SELECT TOP 1 tr.hours, NEW ST_GEOMETRY('ST_Point',tr.x,tr.y).ST_Distance(p) AS distance
FROM jh_time_ref AS tr
CROSS JOIN
(
SELECT NEW ST_GEOMETRY('ST_Point',AVG(SIN(RADIANS(EXTRACT(HOUR FROM open_ts) *15)) * 0.5 + 0.5 )
,AVG(COS(RADIANS(EXTRACT(HOUR FROM open_ts) *15)) * 0.5 + 0.5)) AS p
FROM jh_time_tests2 a
) AS dt
ORDER BY distance

With SIN/COS you could include minutes and seconds in your calculation, too...


Enthusiast

Re: Find average time of day

Hi Dieter,

Your second code snippet is very helpful.

I've added minutes and it's coming back with the expected results.

In regards to the distance, I didn't explain that well.

I'm not looking for the distance between two given points. I'm looking for the point at which a line intersects with the circle given the start point as being the center of the circle and the second point being the average or all ther other points.

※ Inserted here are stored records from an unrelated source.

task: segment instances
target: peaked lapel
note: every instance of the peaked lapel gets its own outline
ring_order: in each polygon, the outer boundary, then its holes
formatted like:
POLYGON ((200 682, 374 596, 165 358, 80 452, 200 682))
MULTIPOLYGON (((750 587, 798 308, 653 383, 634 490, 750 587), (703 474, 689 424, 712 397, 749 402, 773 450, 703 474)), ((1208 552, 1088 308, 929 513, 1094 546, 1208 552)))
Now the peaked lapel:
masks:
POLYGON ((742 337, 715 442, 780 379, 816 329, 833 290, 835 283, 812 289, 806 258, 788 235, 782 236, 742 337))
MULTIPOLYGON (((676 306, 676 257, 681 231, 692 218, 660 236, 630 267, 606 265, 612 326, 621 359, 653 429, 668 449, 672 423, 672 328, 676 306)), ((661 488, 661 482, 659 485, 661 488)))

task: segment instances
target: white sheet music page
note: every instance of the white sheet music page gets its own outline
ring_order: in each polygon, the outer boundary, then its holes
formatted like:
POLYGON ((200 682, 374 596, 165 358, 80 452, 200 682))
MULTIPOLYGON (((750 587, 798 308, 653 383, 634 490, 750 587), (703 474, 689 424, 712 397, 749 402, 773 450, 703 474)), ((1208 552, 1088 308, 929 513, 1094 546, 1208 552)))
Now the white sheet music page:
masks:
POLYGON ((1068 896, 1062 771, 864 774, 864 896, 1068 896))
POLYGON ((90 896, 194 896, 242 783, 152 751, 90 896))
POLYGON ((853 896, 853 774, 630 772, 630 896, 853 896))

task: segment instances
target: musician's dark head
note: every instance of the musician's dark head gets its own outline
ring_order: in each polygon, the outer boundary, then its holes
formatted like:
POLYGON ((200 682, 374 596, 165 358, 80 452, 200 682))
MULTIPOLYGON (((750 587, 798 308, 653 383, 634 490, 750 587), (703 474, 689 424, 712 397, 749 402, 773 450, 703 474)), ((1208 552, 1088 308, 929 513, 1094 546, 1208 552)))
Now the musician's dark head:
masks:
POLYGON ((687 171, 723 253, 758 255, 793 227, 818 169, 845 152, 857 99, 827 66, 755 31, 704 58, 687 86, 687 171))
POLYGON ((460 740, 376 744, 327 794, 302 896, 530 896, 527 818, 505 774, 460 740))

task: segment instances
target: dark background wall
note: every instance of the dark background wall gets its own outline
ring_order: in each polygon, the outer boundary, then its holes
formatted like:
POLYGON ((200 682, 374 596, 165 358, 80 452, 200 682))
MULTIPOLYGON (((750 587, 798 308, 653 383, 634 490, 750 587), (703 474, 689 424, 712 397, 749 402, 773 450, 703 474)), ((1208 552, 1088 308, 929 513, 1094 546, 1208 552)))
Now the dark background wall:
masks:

So, if I have a timestamp with 22:00:00 (-.5,.87), a second with 02:00:00(.5,.87). Then the midpoint will be (0,.87). However, this does not plot with a point on the circle. In this example I know the point should be (0,1), but is there a formula which gives this intersection?

Anyway, I'm not expecting you to answer this, as your points above have been very helpful!

Thanks a lot Dieter, you're a legend! 

Junior Contributor

Re: Find average time of day

Hi John,

the distance between two points can easily be calculated using Pythagoras' theorem, no need for geospatial :-)

SELECT
tr.hours
,SQRT(((tr.x-dt.x)**2) + ((tr.y-dt.y)**2)) AS distance
FROM jh_time_ref AS tr
CROSS JOIN
(
SELECT
AVG(SIN(RADIANS(EXTRACT(HOUR FROM open_ts) *15)) * 0.5 + 0.5) AS x
,AVG(COS(RADIANS(EXTRACT(HOUR FROM open_ts) *15)) * 0.5 + 0.5) AS y
FROM jh_time_tests2 a
) AS dt
QUALIFY ROW_NUMBER() OVER (ORDER BY distance) = 1

Re: Find average time of day

Dieter,

I have the same original question and I tried your code but it's not giving me correct answer. When I have two hour values as 19 and 5, it is giving me varied values,19 and 20 (for two different users) as average time of day. Whereas I am expecting to get 0 for midnight.

 

 

Highlighted
Junior Contributor

Re: Find average time of day

Times without time zone follow strange rules :-)

 

The sessions of those users use different time zones, e.g. -5 to get 19:00.

 

It seems to work when you apply UTC:

Avg((opened_at  AT 0) - TIME '12:00:00+00:00' HOUR TO SECOND(0)
   ) + TIME '00:00:00'

 

Re: Find average time of day

Hi Dieter,

Thanks for your reply. Applying the formula on UTC timestamp column. Is there a formula that will calculate the avg of PT timestamp values? Here is my premises- want to have open times in PT and avg open hour of day in PT. What I did so far- converted UT open times to PT (accounted for daylight savings), extracted hour value from PT timestamp, avg of hour values and convert to integer. But, the problem is average of 19 hour and 5 hour is 12 instead of 0 (24 hr format). 

 

Limitations of calculating avg in UTC- gives the average in a 12 hr format (I want 24 hr) and to convert the UT avg value in PT, due to daylight savings, we won't know whether to do -7 or -8 from avg value. So, its more complicated to solve it this way.

Thanks!

Junior Contributor

Re: Find average time of day

UTC doesn't use 12h format, it's always 24h (only when casting to a string there's AM/PM)

 

What's the exact data type of that column, TIME or TIMESTAMP? Including Time zone?

 

Can you show some actual data and expected result?